La culture Fandom prend un autre essor à l’arrivée d’Internet, qui permet la création de forums, de sites dédiés, Skyblogs, vidéos YouTube. D23 Expo, la convention des dessins animés Disney (1923 comme l’année ou Walt Disney arrive à Hollywood) créée en 2009, pousse la culture du dessin animé à un autre niveau : les acteurs derrière les voix deviennent des stars déclenchant des émois parmi les fans, qui confectionnent leur propre déguisement et jeux de rôle. Idem pour les lecteurs de Harry Potter, les « Potterheads », qui ont autant de produits dérivés, et qui sont si engagés dans le futur de Poudlard entre deux ouvrages, que cela a un impact sur l’histoire.

DES CONSOMMATEURS ACTIFS : QUI BÉNÉFICIE DE QUI ?

Aujourd’hui, ce culte est déplacé sur les marques. Celles-ci ont des cycles qui ressemblent au rythme d’un musicien : collections régulières ponctuées de « drops » de pièces et de capsules surprises ; mais aussi des scoops, des rumeurs, des clans, comme pour garder en haleine les fans, et créer une communication incarnée, une vie et un suspens constant autour du label.

A priori, selon Mark Duffett, auteur de Understanding Fandom, ça serait tout benef’ pour les labels concernés, car le fan constitue « à première vue, le consommateur idéal : impliqué, loyal, qui ajoute une valeur intangible aux produits en y investissant un désir de communication autonome, de rassemblements, d’obsession ».

Pourtant, le lien entre adorateur et adoré est plus complexe : « il s’agit très souvent de relectures exceptionnelles de produits souvent peu exceptionnels, donc réappropriables par le plus grand nombre : l’originalité ne vient donc pas de la source du culte, mais ce qu’en fait le fan. Ce dernier est absolument essentiel à son idole ».
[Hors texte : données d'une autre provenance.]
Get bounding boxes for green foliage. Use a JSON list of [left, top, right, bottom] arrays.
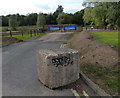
[[57, 13, 73, 24], [37, 13, 46, 26], [90, 31, 120, 48], [73, 10, 84, 25], [83, 7, 94, 25], [83, 1, 120, 30], [54, 5, 63, 17], [81, 65, 119, 95]]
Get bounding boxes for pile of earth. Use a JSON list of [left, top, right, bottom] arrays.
[[71, 31, 118, 67]]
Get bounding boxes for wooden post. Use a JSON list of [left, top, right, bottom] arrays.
[[10, 30, 12, 37]]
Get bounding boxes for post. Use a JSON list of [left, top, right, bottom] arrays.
[[10, 30, 12, 37], [37, 49, 80, 88]]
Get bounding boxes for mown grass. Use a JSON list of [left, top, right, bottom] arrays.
[[81, 65, 120, 96], [90, 31, 120, 48]]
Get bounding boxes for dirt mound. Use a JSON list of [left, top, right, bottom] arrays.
[[72, 31, 118, 67]]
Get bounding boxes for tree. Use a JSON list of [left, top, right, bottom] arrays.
[[53, 5, 64, 24], [83, 7, 94, 25], [9, 15, 18, 30], [57, 13, 73, 24], [54, 5, 63, 16], [25, 13, 37, 25], [36, 13, 46, 26], [73, 9, 84, 25], [83, 1, 120, 29], [1, 16, 9, 26]]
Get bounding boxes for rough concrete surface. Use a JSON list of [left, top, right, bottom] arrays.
[[37, 49, 80, 88]]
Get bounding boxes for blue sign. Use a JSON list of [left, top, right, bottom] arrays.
[[64, 26, 76, 30], [48, 26, 60, 30]]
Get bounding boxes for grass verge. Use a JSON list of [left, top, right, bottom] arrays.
[[90, 31, 120, 48], [62, 31, 120, 96], [80, 65, 120, 96]]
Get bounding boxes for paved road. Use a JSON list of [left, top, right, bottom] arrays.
[[2, 33, 97, 96]]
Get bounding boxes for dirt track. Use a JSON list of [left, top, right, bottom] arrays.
[[72, 31, 118, 67]]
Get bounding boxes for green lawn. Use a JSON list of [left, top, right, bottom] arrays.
[[90, 31, 120, 48]]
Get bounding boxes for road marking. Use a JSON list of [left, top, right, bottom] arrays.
[[71, 89, 80, 98], [82, 90, 89, 98]]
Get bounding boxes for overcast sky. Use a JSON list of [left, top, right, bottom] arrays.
[[0, 0, 83, 15]]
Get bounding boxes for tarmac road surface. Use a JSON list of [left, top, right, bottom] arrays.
[[2, 32, 97, 98]]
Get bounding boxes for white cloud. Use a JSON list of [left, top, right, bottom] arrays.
[[0, 0, 83, 15]]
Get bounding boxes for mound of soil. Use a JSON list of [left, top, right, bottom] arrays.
[[71, 31, 118, 67]]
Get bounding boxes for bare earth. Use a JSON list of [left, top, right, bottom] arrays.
[[72, 31, 118, 67]]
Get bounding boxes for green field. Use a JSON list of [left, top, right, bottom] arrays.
[[90, 31, 120, 48]]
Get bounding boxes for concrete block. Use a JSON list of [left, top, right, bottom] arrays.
[[37, 49, 80, 88]]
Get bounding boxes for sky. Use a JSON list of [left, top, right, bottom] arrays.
[[0, 0, 84, 15]]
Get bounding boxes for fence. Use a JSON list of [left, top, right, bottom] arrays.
[[2, 24, 114, 37]]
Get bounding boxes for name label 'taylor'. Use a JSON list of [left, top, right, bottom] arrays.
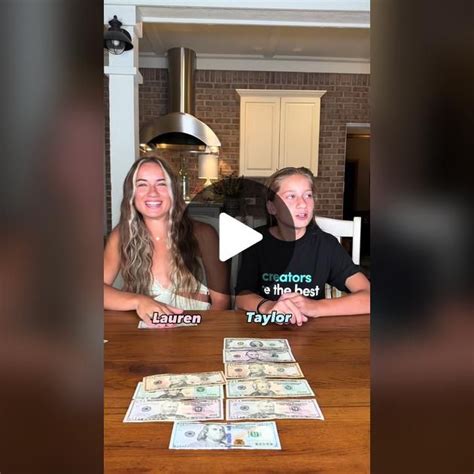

Collection capsule Double Cheeseburger par Valentin Fufaev

L’admiration assumée serait-elle le point de départ de nouvelles créativités ? C’est bien ce que semble nous dire les nouvelles griffes pointues, dédiées au fandom de leurs fondateurs. Ces projets, comme Double Cheeseburger, inspiré de Gosha Rubchinskiy, se retrouvent côte-à-côte de leurs modèles originaux dans les magazines prescripteurs, les boutiques, et portées par les personnes citées.

Cette tendance montre une évolution loin d’une mode verticale, où le designer nourrit un client passif et sans voix, vers une organisation horizontale : une discussion égalitaire et fluide entre groupies, clients et créateurs. La boucle est bouclée, le consommateur consommé.